Back

Evaluating Mistral OCR 4 on PulseBench-Tab

Sid and Ritvik
June 25, 2026

Mistral released OCR 4 - the obvious question on our end working in the space was a narrow but vital one: how does it handle tables? Table extraction is one of the toughest parts of document understanding, so we ran OCR 4 through the full PulseBench-Tab document set the same day it shipped.

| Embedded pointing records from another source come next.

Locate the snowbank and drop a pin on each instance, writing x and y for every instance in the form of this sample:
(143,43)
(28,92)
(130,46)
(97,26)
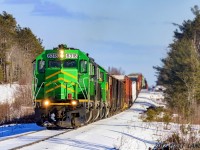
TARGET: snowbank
(7,92)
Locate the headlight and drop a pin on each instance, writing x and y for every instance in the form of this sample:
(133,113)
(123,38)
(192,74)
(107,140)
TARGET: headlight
(74,102)
(46,103)
(61,53)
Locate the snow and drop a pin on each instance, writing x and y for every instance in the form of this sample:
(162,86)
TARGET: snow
(7,92)
(124,131)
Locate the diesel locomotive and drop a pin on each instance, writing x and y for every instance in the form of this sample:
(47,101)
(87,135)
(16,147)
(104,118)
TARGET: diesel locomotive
(71,89)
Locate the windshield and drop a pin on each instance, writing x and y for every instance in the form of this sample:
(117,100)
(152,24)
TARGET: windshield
(54,63)
(70,64)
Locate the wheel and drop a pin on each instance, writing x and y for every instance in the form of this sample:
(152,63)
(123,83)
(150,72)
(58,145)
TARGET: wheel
(95,114)
(88,116)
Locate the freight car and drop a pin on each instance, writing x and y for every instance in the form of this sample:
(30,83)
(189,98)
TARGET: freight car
(141,82)
(71,89)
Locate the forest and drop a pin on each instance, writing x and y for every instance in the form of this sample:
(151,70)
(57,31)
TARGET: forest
(180,70)
(18,48)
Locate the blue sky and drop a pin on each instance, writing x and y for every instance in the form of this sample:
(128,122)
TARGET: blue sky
(128,34)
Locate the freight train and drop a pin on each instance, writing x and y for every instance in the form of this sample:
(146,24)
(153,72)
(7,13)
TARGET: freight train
(70,89)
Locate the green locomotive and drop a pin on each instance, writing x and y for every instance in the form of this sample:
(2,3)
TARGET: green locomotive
(69,88)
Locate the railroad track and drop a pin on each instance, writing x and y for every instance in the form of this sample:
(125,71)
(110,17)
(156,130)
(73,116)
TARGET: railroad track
(21,141)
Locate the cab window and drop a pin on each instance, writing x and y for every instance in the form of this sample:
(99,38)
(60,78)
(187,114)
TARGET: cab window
(83,66)
(54,64)
(102,76)
(70,64)
(41,66)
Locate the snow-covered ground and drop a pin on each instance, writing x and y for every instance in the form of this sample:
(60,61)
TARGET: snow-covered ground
(124,131)
(7,92)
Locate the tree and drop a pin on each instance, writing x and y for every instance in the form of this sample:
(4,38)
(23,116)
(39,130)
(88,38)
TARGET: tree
(180,72)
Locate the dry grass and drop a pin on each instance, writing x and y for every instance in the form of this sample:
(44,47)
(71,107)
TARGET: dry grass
(20,110)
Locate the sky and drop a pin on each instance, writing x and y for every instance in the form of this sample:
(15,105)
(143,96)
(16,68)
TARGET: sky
(129,34)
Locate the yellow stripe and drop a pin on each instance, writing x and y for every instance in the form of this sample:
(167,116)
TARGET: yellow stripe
(52,75)
(58,87)
(56,81)
(53,89)
(38,100)
(68,74)
(59,104)
(83,100)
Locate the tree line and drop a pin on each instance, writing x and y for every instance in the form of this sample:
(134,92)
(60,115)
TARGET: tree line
(180,70)
(18,48)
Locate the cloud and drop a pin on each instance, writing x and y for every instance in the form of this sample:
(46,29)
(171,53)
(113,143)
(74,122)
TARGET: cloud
(50,9)
(21,2)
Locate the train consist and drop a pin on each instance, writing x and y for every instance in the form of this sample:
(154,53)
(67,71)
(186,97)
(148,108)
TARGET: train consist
(71,89)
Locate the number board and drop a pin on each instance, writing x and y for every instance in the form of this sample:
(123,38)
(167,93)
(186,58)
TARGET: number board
(72,56)
(52,55)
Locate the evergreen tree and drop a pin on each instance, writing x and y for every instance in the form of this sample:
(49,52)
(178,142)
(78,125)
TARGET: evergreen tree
(180,72)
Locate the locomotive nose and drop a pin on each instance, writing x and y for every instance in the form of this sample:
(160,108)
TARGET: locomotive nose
(61,85)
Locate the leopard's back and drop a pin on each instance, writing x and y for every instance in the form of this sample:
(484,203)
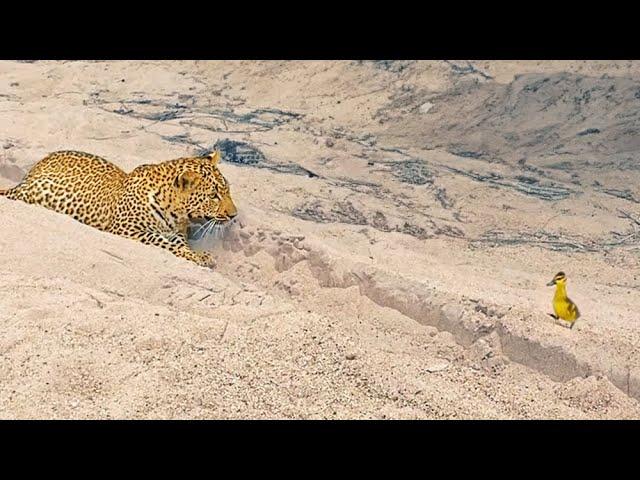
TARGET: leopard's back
(81,185)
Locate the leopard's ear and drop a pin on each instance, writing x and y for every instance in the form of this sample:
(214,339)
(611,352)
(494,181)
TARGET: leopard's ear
(214,156)
(187,180)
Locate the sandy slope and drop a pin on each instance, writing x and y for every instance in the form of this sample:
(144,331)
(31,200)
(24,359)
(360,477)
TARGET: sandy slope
(386,263)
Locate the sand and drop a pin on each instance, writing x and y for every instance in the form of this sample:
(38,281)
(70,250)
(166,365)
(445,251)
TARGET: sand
(398,223)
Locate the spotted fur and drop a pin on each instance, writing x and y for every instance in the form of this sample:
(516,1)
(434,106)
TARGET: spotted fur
(152,204)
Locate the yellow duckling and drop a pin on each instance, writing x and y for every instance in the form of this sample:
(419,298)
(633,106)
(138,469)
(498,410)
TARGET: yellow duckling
(563,307)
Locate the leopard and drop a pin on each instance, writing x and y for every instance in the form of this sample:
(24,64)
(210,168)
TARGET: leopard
(153,204)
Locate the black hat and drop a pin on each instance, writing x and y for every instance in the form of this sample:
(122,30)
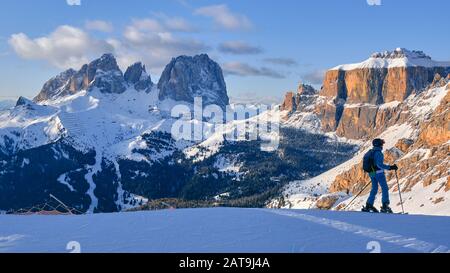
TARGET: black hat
(378,142)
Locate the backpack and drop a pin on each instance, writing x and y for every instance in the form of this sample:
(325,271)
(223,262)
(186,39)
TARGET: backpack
(369,162)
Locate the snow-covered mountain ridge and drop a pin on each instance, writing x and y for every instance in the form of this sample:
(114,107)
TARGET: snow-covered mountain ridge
(102,140)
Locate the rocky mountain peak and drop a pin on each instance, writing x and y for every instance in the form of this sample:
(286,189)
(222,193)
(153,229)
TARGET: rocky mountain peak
(103,74)
(137,75)
(401,53)
(306,89)
(22,101)
(56,86)
(185,78)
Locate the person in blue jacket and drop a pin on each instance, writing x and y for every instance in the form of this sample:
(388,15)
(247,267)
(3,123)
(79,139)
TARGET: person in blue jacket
(378,177)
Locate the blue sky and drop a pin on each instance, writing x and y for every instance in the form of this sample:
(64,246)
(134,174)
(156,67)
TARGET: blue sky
(265,46)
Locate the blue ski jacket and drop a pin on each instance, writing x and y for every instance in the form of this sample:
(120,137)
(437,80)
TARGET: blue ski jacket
(378,158)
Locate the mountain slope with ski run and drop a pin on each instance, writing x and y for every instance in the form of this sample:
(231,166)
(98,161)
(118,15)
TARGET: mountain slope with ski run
(226,230)
(417,140)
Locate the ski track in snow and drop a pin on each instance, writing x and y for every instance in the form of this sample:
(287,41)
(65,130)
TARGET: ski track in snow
(225,230)
(94,169)
(400,240)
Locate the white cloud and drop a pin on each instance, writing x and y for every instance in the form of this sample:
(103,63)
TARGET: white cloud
(224,17)
(99,25)
(281,61)
(314,77)
(238,47)
(151,41)
(374,2)
(177,24)
(154,41)
(66,47)
(73,2)
(244,70)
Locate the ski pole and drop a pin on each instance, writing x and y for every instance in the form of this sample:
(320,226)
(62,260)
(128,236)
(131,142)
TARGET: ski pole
(351,202)
(399,191)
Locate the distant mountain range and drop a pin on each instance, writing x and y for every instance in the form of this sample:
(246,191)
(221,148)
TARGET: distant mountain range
(102,140)
(402,96)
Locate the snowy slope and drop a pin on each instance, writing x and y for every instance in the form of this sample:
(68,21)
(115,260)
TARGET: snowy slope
(225,230)
(430,199)
(304,194)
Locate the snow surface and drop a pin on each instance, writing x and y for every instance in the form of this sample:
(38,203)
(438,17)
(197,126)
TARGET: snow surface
(225,230)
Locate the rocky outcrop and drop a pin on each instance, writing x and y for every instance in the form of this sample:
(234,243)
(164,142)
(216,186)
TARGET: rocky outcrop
(185,78)
(289,103)
(136,75)
(56,86)
(356,95)
(102,74)
(437,131)
(421,160)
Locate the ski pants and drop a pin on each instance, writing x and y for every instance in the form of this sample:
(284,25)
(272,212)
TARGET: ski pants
(379,178)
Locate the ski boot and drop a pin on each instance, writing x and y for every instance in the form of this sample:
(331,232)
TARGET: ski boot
(369,208)
(386,209)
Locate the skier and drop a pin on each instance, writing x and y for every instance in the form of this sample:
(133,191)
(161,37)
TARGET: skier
(373,164)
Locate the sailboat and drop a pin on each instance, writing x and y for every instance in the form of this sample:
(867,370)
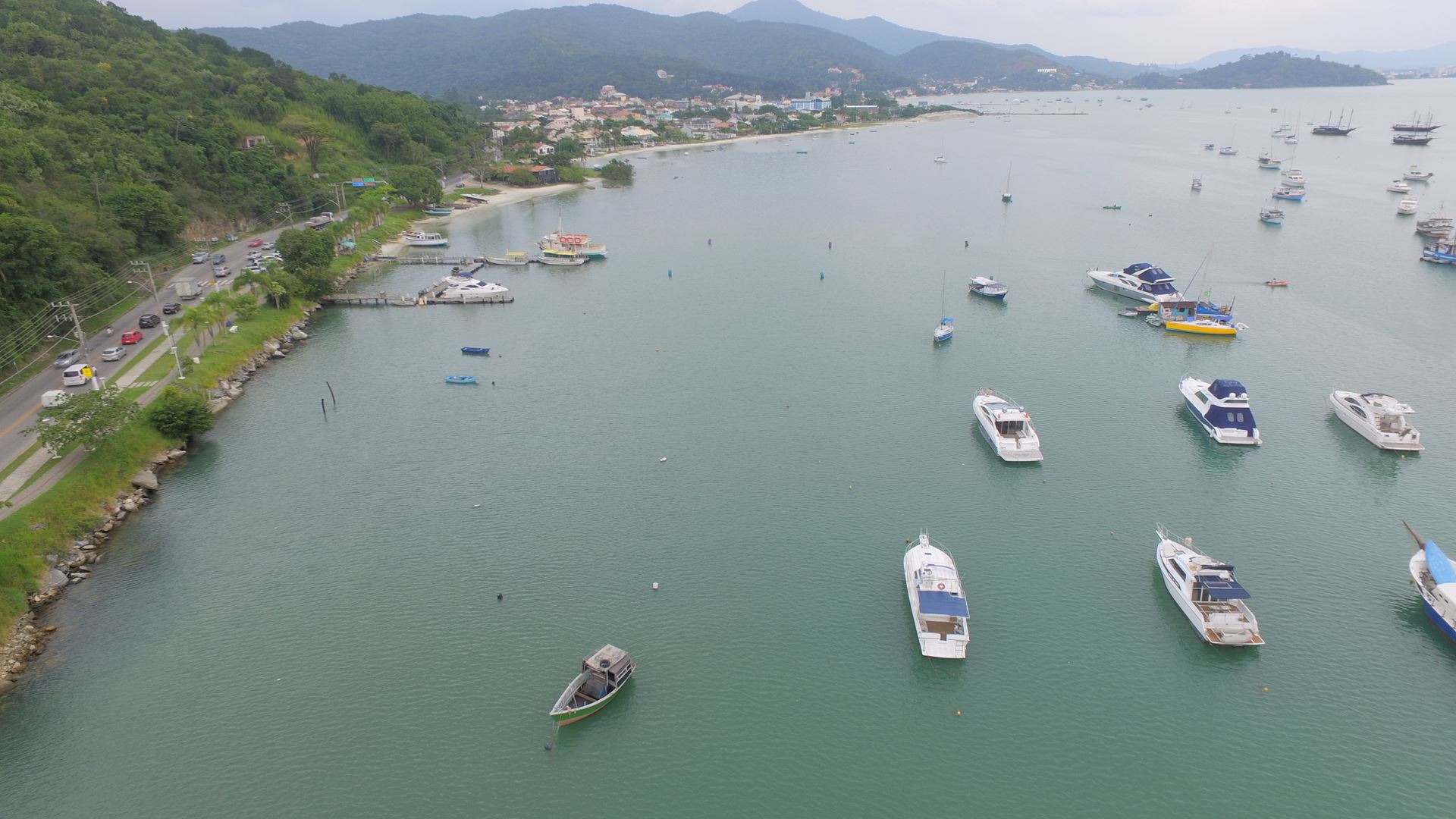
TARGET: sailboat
(946,327)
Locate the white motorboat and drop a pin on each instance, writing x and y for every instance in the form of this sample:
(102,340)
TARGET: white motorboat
(1006,426)
(473,290)
(1378,417)
(421,240)
(1142,281)
(1207,592)
(1222,407)
(938,605)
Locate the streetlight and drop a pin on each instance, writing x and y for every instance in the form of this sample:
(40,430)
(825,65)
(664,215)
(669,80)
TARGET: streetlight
(156,299)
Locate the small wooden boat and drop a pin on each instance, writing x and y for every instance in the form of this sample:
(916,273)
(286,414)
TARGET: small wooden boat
(511,259)
(603,673)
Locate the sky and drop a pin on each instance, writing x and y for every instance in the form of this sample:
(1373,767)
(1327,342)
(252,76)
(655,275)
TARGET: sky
(1130,31)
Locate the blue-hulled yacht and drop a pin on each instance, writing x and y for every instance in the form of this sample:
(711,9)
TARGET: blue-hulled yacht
(1222,407)
(1144,281)
(1435,577)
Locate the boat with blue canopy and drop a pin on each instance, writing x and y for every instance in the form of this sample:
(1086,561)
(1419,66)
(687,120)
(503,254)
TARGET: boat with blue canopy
(1435,579)
(1207,592)
(938,605)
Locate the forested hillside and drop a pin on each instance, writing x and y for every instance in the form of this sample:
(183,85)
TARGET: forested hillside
(115,134)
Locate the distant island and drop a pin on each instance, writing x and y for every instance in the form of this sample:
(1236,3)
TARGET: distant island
(1276,69)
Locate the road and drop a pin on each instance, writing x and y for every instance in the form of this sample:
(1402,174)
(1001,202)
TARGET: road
(18,409)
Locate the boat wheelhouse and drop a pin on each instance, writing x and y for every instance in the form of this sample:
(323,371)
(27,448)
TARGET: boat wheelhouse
(938,607)
(603,673)
(1142,281)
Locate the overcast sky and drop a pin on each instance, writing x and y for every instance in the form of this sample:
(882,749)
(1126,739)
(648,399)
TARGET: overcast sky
(1131,31)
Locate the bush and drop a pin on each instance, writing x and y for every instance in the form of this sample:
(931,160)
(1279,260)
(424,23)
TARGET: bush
(180,414)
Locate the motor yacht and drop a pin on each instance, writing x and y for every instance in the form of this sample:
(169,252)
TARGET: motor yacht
(1378,417)
(1006,428)
(1207,592)
(938,607)
(1142,281)
(1222,407)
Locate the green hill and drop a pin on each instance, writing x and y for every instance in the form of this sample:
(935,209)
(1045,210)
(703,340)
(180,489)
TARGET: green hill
(1276,69)
(117,134)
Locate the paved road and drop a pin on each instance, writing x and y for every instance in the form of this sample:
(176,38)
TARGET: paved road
(19,406)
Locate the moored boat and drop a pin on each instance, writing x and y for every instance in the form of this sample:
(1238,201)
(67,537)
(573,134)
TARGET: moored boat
(1006,426)
(1207,592)
(1378,417)
(603,673)
(1222,409)
(938,607)
(989,287)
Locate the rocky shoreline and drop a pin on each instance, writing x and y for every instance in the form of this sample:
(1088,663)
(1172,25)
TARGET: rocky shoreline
(30,634)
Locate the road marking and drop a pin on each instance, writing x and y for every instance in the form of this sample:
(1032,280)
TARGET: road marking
(28,413)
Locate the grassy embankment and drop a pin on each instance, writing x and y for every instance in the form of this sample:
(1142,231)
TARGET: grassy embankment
(74,504)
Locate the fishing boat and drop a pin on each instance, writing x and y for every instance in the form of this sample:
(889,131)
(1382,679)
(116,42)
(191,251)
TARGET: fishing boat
(1378,417)
(1207,592)
(938,605)
(1142,281)
(511,259)
(603,675)
(422,240)
(1222,407)
(1006,428)
(561,261)
(989,287)
(1340,129)
(1435,577)
(1439,253)
(1416,126)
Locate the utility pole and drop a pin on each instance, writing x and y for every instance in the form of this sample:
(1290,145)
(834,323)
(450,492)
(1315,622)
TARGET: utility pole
(166,327)
(80,334)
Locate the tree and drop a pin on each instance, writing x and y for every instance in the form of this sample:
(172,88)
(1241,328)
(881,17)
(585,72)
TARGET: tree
(306,249)
(417,184)
(85,419)
(180,414)
(310,134)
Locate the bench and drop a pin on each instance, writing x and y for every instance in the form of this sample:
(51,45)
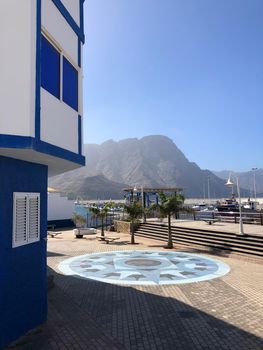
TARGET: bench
(209,221)
(80,232)
(108,239)
(53,233)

PulseBench-Tab is our open benchmark for multilingual table extraction, built with academic contributions from S&P Global and spanning 1,820 tables across nine languages. It scores models on T-LAG, a metric designed to reward structurally faithful extraction rather than surface-level text overlap, which is why it tends to expose the gap between models that read a page and models that actually reconstruct the grid underneath it.

Here is where OCR 4 lands against the rest of the field:

PulseBench-Tab T-LAG scores across leading document models on multilingual table extraction.
Model T-LAG Score
Pulse Ultra 2 93.5%
Mistral OCR 4 86.2%
GPT-5.4 Pro 84.9%
GPT-5.4 84.9%
Claude Opus 4.6 84.5%
Gemini 3.1 81.5%
LlamaParse (Agentic) 79.8%
Reducto (Agentic) 79.5%
Reducto 71.8%

At 86.2 T-LAG it lands second on the board to Pulse Ultra 2 (state-of-the-art), ahead of the frontier general-purpose models including GPT-5.4 Pro and Claude Opus 4.6, as well as Gemini 3.1 and other agentic parsers.

The gap that remains is the one that matters for the documents our customers actually run, where Pulse Ultra 2 holds a roughly seven-point lead at 93.5 T-LAG. That margin comes from the cases PulseBench-Tab was built to stress, including merged cells, nested headers, footnoted figures, and tables that break across pages or languages. Those are exactly the structures where a few points of T-LAG translate into the difference between a clean extraction and one that needs a human to repair it, and they remain the frontier of the problem rather than a solved corner of it.

The broader takeaway is that table extraction is approaching higher and higher accuracy, which is great for clients and everyone building on document AI. It also confirms why we keep PulseBench-Tab public and keep running new models through it. The full benchmark, methodology, and document set are available for anyone who wants to reproduce these numbers or test against their own corpus.